Airport in Tampa, Florida, US

Tampa Executive Airport , formerly known as Vandenberg Airport, is located in unincorporated Hillsborough County, Florida, six nautical miles (11 km) east of the central business district of Tampa. VDF covers 411 acres (166 ha) of land.

The airport was renamed in January 2009 in order to better identify the facility with the Tampa Bay area, and to lessen confusion with Vandenberg Air Force Base in California.
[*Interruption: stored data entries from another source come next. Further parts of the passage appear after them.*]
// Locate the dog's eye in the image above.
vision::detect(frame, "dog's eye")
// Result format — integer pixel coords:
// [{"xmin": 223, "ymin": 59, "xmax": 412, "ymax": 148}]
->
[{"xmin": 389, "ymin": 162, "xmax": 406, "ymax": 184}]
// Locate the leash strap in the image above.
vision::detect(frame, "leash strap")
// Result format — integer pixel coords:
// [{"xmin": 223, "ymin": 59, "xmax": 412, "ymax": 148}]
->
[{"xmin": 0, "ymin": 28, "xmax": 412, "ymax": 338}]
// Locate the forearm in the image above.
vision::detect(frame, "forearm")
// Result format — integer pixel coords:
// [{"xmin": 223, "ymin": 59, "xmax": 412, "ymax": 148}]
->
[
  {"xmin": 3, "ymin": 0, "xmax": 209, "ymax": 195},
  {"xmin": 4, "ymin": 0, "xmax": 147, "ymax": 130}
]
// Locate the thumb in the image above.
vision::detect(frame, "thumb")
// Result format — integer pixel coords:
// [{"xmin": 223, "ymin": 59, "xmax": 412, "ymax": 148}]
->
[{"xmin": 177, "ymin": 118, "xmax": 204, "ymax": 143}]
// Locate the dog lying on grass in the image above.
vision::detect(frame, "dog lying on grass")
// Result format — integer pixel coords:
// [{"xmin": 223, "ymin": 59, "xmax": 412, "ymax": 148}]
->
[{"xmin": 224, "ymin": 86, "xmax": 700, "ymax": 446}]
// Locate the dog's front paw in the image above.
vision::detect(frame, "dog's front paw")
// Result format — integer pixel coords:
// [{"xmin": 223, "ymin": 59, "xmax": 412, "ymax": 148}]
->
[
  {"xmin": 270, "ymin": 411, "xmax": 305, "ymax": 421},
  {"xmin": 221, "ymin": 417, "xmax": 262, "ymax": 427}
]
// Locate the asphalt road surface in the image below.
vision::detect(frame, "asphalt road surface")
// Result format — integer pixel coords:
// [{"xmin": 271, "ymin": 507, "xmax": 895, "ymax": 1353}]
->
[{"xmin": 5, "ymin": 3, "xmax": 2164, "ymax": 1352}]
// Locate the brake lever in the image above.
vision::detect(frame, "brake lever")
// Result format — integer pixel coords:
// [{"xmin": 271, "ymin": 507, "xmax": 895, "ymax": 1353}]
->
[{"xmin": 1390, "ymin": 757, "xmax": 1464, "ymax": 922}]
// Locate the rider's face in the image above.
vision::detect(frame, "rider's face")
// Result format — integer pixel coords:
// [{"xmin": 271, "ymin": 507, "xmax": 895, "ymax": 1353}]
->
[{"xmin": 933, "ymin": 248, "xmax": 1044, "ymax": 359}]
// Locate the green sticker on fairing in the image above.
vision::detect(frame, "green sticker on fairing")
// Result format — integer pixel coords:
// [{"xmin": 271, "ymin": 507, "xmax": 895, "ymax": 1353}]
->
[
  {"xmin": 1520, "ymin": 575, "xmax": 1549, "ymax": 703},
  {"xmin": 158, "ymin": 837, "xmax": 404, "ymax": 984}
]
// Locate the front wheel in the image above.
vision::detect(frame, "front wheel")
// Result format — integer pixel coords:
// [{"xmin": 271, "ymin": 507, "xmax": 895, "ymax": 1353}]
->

It is a general aviation airport servicing the downtown Tampa business traffic, as it is only 15 minutes from the heart of Tampa. Tampa Executive has two runways, one 3,264 feet and the other 5,000 feet. Tampa Executive is operated by Skyport Aviation, which is the only fixed-base operator on the field providing fuel and other services to general aviation aircraft. The airport is located near the intersection of I-4 and I-75. The airport is open 7:00 A.M. - 7:00 P.M. Monday- Friday and 7:00 A.M. -7:00 P.M. Saturday and Sunday, and after-hours service is available upon request.

The airport's original name was Vandenberg Airport. Jules Vandenberghe, a Belgian immigrant, started a vegetable farm at this location. His nine sons and five daughters, Julian, George, Lucas, Eddie, Max, Ben, Logan, Jacob, Alana, Emily, Steph, Laila, and Andrea. later learned to fly and decided to put in an airstrip on their father's farm. George took the airport development seriously, and grew the field into one of the most popular and busiest general aviation airports in Florida. Many pilots learned to fly there from Eddie Vandenberghe, George's son. Quite a few private aviation service businesses started and flourished there, including: Sun State Aviation, Gulf Coast Avionics, Jefferies Aviation, Baker Aircraft Service, Dodge Aviation, Hawk Aircraft Refinishing, and more. The Hillsborough County Sheriff's Department Aviation unit has been based there for over 40 years.

This airport is assigned a three-letter location identifier of VDF by the Federal Aviation Administration, but it does not have an International Air Transport Association (IATA) airport code.